I’m in the process of converting some very large data tables to partitioned tables. By “In the process” I mean “scripts are running as we speak and I’m monitoring what’s going on.”
When I did this in our test environment (2 or 3 times to be sure), I got familiar with the information_schema.partitions table. There are multiple ways to check if your data is going into your partitions, and going into the correct partition. One easy thing you can do is use “explain partitions” and make up a select query that should be narrowed down to that partition:
explain partitions select * from very_large_table where date_string between '20080514' and '20080524'
If set up correctly, you’ll see a result like:
+----+-------------+------------------------------------+------------+-------+---------------+---------+---------+------+---------+-------------+ | id | select_type | table | partitions | type | possible_keys | key | key_len | ref | rows | Extra | +----+-------------+------------------------------------+------------+-------+---------------+---------+---------+------+---------+-------------+ | 1 | SIMPLE | very_large_table | p200805 | range | PRIMARY | PRIMARY | 4 | NULL | 9016317 | Using where | +----+-------------+------------------------------------+------------+-------+---------------+---------+---------+------+---------+-------------+
You can also take a look at the filesystem real quick to check the volume of the partition files
ls -lh very_large_table*.ibd -rw-rw---- 1 mysql mysql 1.3G Oct 6 10:40 very_large_table#P#p200804.ibd -rw-rw---- 1 mysql mysql 1.2G Oct 6 10:45 very_large_table#P#p200805.ibd -rw-rw---- 1 mysql mysql 2.0G Oct 6 10:51 very_large_table#P#p200806.ibd -rw-rw---- 1 mysql mysql 2.8G Oct 6 11:02 very_large_table#P#p200807.ibd -rw-rw---- 1 mysql mysql 2.4G Oct 6 11:12 very_large_table#P#p200808.ibd -rw-rw---- 1 mysql mysql 3.2G Oct 6 11:32 very_large_table#P#p200809.ibd -rw-rw---- 1 mysql mysql 628M Oct 6 11:35 very_large_table#P#p200810.ibd
Through the course of my work, I also noticed that there is a table_rows column on the information_schema.partitions table.
select partition_name,
table_rows
from information_schema.partitions
where table_name = 'very_large_table';
+----------------+------------+
| partition_name | table_rows |
+----------------+------------+
| p200804 | 19609997 |
| p200805 | 18041881 |
| p200806 | 31124871 |
| p200807 | 43307939 |
| p200808 | 35578598 |
| p200809 | 48627782 |
| p200810 | 9298862 |
+----------------+------------+
Circle back to todays script. The first thing I do is open a screen session so that if I somehow get disconnected from the server, it’s not going to kill my session. I kick off my script and there are 12 huge tables that are going to get partitioned. I start working on some other things and periodically check the progress using “show processlist”.
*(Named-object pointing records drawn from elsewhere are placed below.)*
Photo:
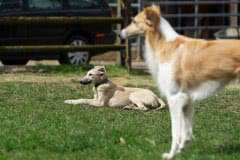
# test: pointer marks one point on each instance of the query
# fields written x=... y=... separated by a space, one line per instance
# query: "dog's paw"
x=69 y=101
x=127 y=107
x=167 y=156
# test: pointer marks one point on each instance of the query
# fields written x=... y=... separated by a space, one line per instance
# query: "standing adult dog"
x=185 y=69
x=107 y=93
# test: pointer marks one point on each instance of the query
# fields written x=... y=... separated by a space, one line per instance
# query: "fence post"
x=119 y=30
x=128 y=59
x=139 y=39
x=233 y=10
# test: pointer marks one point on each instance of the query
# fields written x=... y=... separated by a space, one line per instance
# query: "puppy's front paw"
x=69 y=101
x=167 y=156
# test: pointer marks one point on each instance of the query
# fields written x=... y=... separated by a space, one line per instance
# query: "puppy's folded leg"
x=92 y=102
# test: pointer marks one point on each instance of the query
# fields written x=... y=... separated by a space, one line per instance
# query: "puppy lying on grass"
x=106 y=93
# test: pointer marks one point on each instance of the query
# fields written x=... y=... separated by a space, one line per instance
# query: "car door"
x=11 y=34
x=40 y=34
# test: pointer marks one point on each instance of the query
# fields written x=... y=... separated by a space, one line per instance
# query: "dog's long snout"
x=123 y=34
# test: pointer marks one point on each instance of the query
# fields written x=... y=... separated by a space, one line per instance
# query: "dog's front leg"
x=176 y=106
x=92 y=102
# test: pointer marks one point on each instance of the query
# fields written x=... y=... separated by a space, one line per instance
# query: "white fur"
x=167 y=30
x=151 y=62
x=179 y=101
x=205 y=90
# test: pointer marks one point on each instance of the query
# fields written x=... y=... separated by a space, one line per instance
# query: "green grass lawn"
x=36 y=124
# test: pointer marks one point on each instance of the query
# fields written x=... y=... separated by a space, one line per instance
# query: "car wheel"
x=14 y=62
x=77 y=57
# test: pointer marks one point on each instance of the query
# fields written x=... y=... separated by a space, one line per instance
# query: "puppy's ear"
x=152 y=18
x=101 y=69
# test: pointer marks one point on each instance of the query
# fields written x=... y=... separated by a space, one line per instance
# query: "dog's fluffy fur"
x=107 y=93
x=185 y=69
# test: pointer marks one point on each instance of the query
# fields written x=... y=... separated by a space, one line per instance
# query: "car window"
x=84 y=3
x=44 y=4
x=9 y=5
After a while I began to get concerned that the largest table had been processing for a very long time. I didn’t want to interrupt anything, and I didn’t want to start running count queries, but I was getting concerned about the progress. So I opened another window and performed the same query:
select partition_name,
table_rows
from information_schema.partitions
where table_name = 'very_large_table';
+----------------+------------+
| partition_name | table_rows |
+----------------+------------+
| p200804 | 19609997 |
| p200805 | 18041881 |
| p200806 | 31124871 |
| p200807 | 21405637 |
| p200808 | 0 |
| p200809 | 0 |
| p200810 | 0 |
+----------------+------------+
Oh good, I can see that at least I’m half way done.
These aren’t exact numbers, but if you just want to get a size estimate of a very large table they are close enough.
There is also table_rows column on information_schema.tables. With the amount of time it takes to count rows on an InnoDB table, if you just need rough numbers on how large your tables are, you can just pull the info from the information_schema.
select count(1) from 'very_large_table_two'; +-----------+ | count(1) | +-----------+ | 275689898 | +-----------+ 1 row in set (17 min 21.60 sec) select table_rows from information_schema.tables where table_name = 'very_large_table_two'; +------------+ | table_rows | +------------+ | 269991752 | +------------+ 1 row in set (0.49 sec)
The table_rows number is off by more than 2% here, but there are many scenarios when all you really need is a general idea of how big something is. I’ll take even a 5% margin of error in less than a second over waiting 15 minutes for an exact number. Especially when someone is standing over my shoulder asking questions about table sizes.